But what really sets Hermes apart is the second - step evolution.

Hermes has a built - in offline batch evolution algorithm and a separate repository (hermes - agent - self - evolution). The engine uses the DSPy framework, along with a core algorithm called GEPA.

The full name of GEPA is Genetic - Pareto Prompt Evolution. This system was not created by Hermes but comes from an ICLR 2026 Oral paper by Lakshya Agrawal et al., titled "Reflective Prompt Evolution Can Outperform Reinforcement Learning".

Most of the academic circle's work on skill evolution currently follows the RL (Reinforcement Learning) route. Frameworks like SkillRL or SAGE even have "RL" in their names, hoping to strengthen the skill library through gradient updates. But GEPA takes a completely opposite path and deliberately abandons reinforcement learning. The GEPA paper itself is proving that even without gradient updates, relying on the reflection ability of large models and evolutionary algorithms can not only outperform RL but also have higher sample utilization efficiency.

How does it work? This algorithm has three core foundations.

First is Reflective mutation. It's not a random guess - based mutation. The large model will read the previous execution traces, reflect on why it did something right or wrong, and figure out which words in the prompt need to be changed.

Second is Pareto frontier selection. After generating a batch of mutated candidate skills, it doesn't just keep the ones with the highest overall average. As long as a candidate performs best on even one evaluation sample, it will be retained.
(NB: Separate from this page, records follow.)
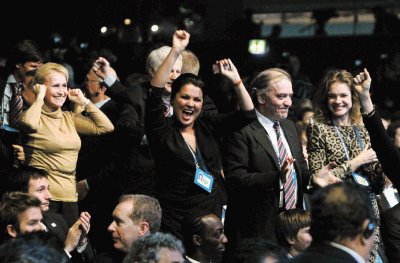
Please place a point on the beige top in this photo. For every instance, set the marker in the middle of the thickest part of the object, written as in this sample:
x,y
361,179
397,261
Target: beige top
x,y
51,142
This is to ensure the diversity and robustness of skill exploration.

Finally, natural language feedback is used as the mutation signal. Traditional RL uses numerical rewards to guide parameter updates, but the numerical signals have a too - coarse granularity. If you get 0.6 points after one run, you don't know what's right or wrong. GEPA uses specific natural language feedback for each mutation, such as "This step didn't check the boundary conditions" or "It should read the configuration first and then write the cache". LLMs can understand this feedback and generate the next - round variants based on it, which is much more effective than interpreting a floating - point number.
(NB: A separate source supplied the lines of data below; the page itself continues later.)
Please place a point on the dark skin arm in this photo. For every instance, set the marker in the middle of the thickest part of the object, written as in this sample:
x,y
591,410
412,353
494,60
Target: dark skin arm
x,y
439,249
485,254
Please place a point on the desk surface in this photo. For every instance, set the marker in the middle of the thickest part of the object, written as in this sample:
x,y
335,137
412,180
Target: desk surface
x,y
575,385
The workflow is as follows: The system regularly reads the existing SKILL files, samples from historical sessions (or synthesizes them by itself) to create an evaluation set. Then GEPA intervenes, examines the execution traces, provides reflective feedback, generates candidate variants, runs an evaluation round, and finally selects the winners using the Pareto algorithm.

After this offline evolution closed - loop is completed and the optimized Skill is obtained, it won't directly overwrite the original file. Instead, it will generate a PR (Pull Request) honestly. Only when you, as a human reviewer, approve and merge it will the evolved skill take effect. The system will never make a direct submission.
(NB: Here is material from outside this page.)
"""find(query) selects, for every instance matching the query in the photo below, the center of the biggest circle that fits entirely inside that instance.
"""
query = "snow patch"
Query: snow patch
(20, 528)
This directly shatters the myth in the community that "users don't need to intervene at all". Hermes' attitude is very clear: skill generation can be fully automatic and silent, but skill evolution must be reviewed by humans.

Let's look at OpenClaw. It also has a Skill system, but the problem is that you have to take the initiative at every step. You need to manually create files, manually install, and then manually authorize. Only when these three conditions are met will the skill take effect. If you create a new Skill, you also need to restart the Gateway process that it manages uniformly for the system to recognize it.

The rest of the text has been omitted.